Last updated on January 2, 2013
I’m introducing you guys to a new contributor today, Cameron Archer.
Cameron and I have been corresponding for some time now, and I’ve come to enjoy his commentary on TV in general, and sometimes animation in particular. You can usually find him over on his own site, urbmn. Cam’s got opinions, and he’s not afraid to share them. So we’re going to let him share some of them here. I’m hoping it will lead to some discussion, and as usual, let’s try to keep things civilized.
I guess I should probably mention, the opinions expressed in Cam’s pieces, are his, and do not necessarily reflect those of Canadian Animation Resources, or me. That being said, I do enjoy reading them.
This isn’t the way I want to introduce myself to Canadian Animation Resources readers, but this story still pisses me off. Aside from Robot Chicken, which Teletoon has a death grip on, [adult swim] original series are governed by G4 Canada, as part of the Adult Digital Distraction block. Around October 16, the cartoons were replaced by reruns of The Office and, in the weekday 1:00-1:30 AM timeslot, X-Play. According to a Rogers Media Television PR representative – and I hate to link to my own stuff, but no one else has pursued this story – the cartoons in the ADd block will return March 2012.

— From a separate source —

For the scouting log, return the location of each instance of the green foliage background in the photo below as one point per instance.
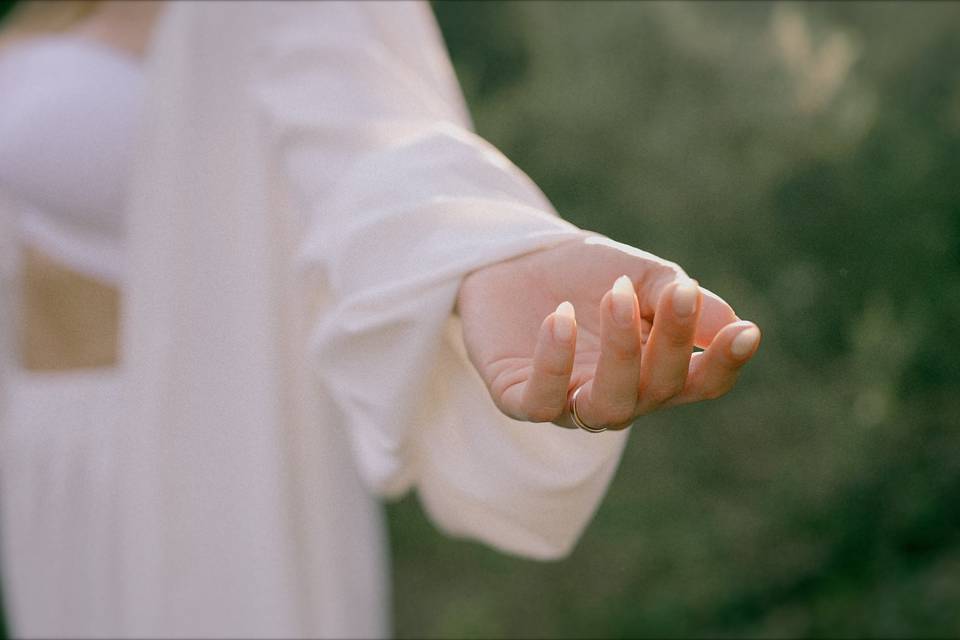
(803, 160)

This programming information is always subject to change, but G4 Canada ran no ads letting viewers know of this changeover. The Adult Digital Distraction block has been in rerun mode for months now, and ADd’s last high-profile pickup was Cartoon Network’s MAD in December 2010. Yeah, G4 Canada tried to pass MAD off as an adult series. I don’t make these things up.

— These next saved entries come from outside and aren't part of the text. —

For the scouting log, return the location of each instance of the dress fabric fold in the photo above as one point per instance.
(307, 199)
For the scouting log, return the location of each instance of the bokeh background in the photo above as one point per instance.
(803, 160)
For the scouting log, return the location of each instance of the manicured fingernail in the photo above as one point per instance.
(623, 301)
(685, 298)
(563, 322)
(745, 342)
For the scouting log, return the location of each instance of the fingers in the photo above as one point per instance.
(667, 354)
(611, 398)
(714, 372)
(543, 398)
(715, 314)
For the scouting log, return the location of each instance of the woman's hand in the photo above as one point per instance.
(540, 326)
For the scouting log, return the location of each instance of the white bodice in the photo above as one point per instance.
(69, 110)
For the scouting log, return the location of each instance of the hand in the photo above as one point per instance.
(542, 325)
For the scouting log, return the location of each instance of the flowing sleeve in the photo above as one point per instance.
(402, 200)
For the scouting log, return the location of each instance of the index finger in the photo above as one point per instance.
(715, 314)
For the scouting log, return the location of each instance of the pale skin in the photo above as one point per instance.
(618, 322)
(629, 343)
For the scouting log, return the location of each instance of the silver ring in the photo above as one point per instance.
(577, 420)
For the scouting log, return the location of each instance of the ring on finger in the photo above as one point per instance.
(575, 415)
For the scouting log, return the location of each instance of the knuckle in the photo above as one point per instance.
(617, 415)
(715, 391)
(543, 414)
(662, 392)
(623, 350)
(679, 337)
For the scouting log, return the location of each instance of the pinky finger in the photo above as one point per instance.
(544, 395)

I remember when Teletoon pulled this exact same stunt with [adult swim], cramming new episodes of [as] content into what was then the Saturday night Detour block in 2008, after months of reruns. Perhaps the shows aside from Robot Chicken were earning low ratings, and/or were too expensive to buy relative to performance. I don’t know. I don’t have access to BBM Canada numbers.
G4 Canada has to adhere to its 2006 G4TechTV license amendment with the CRTC, which limits comedy and drama to 15% of the schedule. The Office currently accounts for 12.5% of G4 Canada’s overall weekday schedule, which is insane. G4’s stock in America is so low, UFC decided not to buy a controlling stake in the channel when it had the chance to. It makes me wonder what G4’s future as a whole is, in Canada and elsewhere.
[as] puts out its fair share of badly-animated fare, like 12 oz. Mouse and Aqua Unit Patrol Squad 1, yet it’s also given a home to The Venture Bros. and Superjail. [as]’s American success once gave me hope that shows in the [as] vein could be made in Canada for domestic audiences. In 2011, I realize G4 Canada is an old plaything for Rogers Media Television, and [as]’s future is far from certain. It’s never fun watching a channel in stasis.